The iconic image of the conflict was reprinted above: the original photograph taken by Petty Officer Peter Holdgate, Commando Forces Photographer, showed 24 year old Corporal Peter Robinson ‘yomping’, the Royal Marine slang for a long distance march carrying full kit. Taken in June 1982 as the Royal Marines proceeded along the Moody Brook track towards Port Stanley, Robinson took out Union Flag from his pack and attached it to the aerial of his radio with masking tape when he heard the news of the Argentine surrender. It was used by every British national newspaper, including The Sun which used its as its Falklands War logo. On the 10th anniversary of the occasion, Mrs. Thatcher unveiled a statue in front of the Royal Marines Museum honoring this iconic moment.
Stalin Is Dead
![]()
On March 1st, 1953, the morning after an all-night dinner in his country estate outside Moscow centre, Joseph Stalin failed to rise at his usual time. He was discovered lying on the floor of his room only at about 10 p.m. in the evening. The Deputy Prime Minister Lavrentiy Beria was summoned, but neither he nor the politburo called the doctors until the next day. (A few months earlier, aging and paranoid Marshal Stalin fabricated a “Doctors Plot” to assassinate top Soviet leaders). With his drunken son Vasili storming around the room, and the members of the Politburo haplessly wringing their hands, Stalin died on 5th March, and his body was transported back to the city to lay in state at the Hall of Columns, the grand ballroom of the House of Trade Unions, where Lenin had lain in state too.

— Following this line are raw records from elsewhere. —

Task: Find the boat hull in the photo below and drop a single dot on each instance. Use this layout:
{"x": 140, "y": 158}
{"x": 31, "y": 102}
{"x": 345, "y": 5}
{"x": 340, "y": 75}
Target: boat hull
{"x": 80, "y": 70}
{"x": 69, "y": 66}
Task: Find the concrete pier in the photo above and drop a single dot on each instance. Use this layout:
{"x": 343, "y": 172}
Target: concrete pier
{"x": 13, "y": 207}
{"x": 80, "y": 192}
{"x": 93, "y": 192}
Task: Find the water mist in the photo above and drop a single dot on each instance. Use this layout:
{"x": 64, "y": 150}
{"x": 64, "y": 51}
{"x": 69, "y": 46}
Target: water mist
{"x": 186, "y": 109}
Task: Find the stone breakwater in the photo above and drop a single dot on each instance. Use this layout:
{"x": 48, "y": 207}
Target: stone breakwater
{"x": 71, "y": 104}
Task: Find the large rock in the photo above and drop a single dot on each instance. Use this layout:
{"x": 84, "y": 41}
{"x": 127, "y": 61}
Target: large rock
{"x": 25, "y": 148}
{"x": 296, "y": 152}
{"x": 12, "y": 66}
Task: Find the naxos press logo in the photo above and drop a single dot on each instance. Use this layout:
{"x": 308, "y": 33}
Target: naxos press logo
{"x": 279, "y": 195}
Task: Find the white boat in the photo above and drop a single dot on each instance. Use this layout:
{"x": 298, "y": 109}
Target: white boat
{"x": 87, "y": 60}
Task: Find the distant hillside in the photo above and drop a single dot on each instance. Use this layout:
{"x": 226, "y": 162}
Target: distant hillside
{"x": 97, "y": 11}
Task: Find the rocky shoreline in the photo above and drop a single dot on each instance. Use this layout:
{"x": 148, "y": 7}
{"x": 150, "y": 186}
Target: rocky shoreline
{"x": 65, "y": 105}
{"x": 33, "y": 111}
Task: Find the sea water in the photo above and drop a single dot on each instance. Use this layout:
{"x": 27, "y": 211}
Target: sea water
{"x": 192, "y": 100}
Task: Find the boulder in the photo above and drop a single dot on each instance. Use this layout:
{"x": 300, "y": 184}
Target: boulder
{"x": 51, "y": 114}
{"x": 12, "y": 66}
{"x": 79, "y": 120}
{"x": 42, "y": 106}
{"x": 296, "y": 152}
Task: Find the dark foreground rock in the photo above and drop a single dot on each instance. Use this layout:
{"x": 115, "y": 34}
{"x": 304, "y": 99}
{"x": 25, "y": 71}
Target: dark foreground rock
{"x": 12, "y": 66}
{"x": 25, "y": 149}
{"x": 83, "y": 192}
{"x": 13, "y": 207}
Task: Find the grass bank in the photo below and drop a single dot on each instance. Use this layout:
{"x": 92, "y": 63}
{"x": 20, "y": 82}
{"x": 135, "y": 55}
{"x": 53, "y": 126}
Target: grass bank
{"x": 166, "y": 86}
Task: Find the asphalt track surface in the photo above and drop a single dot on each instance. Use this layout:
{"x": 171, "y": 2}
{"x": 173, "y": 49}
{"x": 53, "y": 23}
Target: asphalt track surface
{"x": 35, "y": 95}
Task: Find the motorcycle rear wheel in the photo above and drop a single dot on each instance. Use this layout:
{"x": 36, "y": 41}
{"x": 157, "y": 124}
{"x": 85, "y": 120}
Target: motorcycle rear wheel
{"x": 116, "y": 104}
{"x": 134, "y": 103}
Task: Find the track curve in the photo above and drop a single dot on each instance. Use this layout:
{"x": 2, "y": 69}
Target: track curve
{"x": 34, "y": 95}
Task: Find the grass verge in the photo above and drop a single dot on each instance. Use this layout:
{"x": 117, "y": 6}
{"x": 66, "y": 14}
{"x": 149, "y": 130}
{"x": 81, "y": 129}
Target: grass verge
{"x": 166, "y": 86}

(It has been suggested that Stalin was assassinated. His Foreign Minister Vyacheslav Molotov claimed that Beria had boasted to him that he poisoned Stalin: “I took him out.” Khrushchev wrote in his memoirs that Beria had, immediately after the stroke, gone about “spewing hatred against [Stalin] and mocking him”, and then, when Stalin showed signs of consciousness, dropped to his knees and kissed his hand. When Stalin fell unconscious again, Beria immediately stood and spat. Later autopsies found that Stalin ingested a favorless and powerful rat poison. Indeed, Stalin’s death arrived at a convenient time for many who feared an imminent purge).
The Moscow Radio announced the news in a 47-minutes long bulletin. The next day, red flags went up all over the country in mourning. Those who were indeed not mourning were the motley crew that assembled at his bierside in the above historic photo. On the bier, Stalin was clad in a marshal’s uniform, with only one of his innumerable decorations–the “Hero of Socialist Labor”–on the breast. From left to right are: Molotov, Voroshilov, Beria, Malenkov, Bulganin, Khrushchev, Kaganovich and Mikoyan.
Everyone was stiff and formal but everything was not well within the walls of Kremlin. They found Stalin’s shoes too big to fill. Stalin was succeeded first by a ruling “troika” with Beria, Molotov and Malenkov. Soon afterwards, Beria was purged and replaced by Khrushchev. When Molotov, Malenkov, Bulganin and Kaganovich attempted to pull the same trick of Khrushchev, the latter outmaneuvered them and they were dismissed. Khrushchev in turn was replaced by Leonid Brezhnev, who succeeded Voroshilov as the Chairman of the Supreme Soviet when Voroshilov retired.
Most of them (Khrushchev included) would spend the rest of their lives in obscure retirements. By the time Molotov died in 1986, he was the last of the ‘17ers. “Iron Lazar” Kaganovich would nearly outlast the Soviet Union itself, living until 1991. The true survivor, politically wise, was Anastas Mikoyan, who consistently betted on the right horse: he supported Stalin when Lenin died; he denounced Beria’s and Molotov’s attempt to oust Khrushchev, and organized the latter’s de-Stalinization speech. When Mikoyan himself abandoned his support, Khrushchev knew it was the time to leave. Under Brezhnev, he was the Chairman of the Supreme Soviet, and retired with six Orders of Lenin.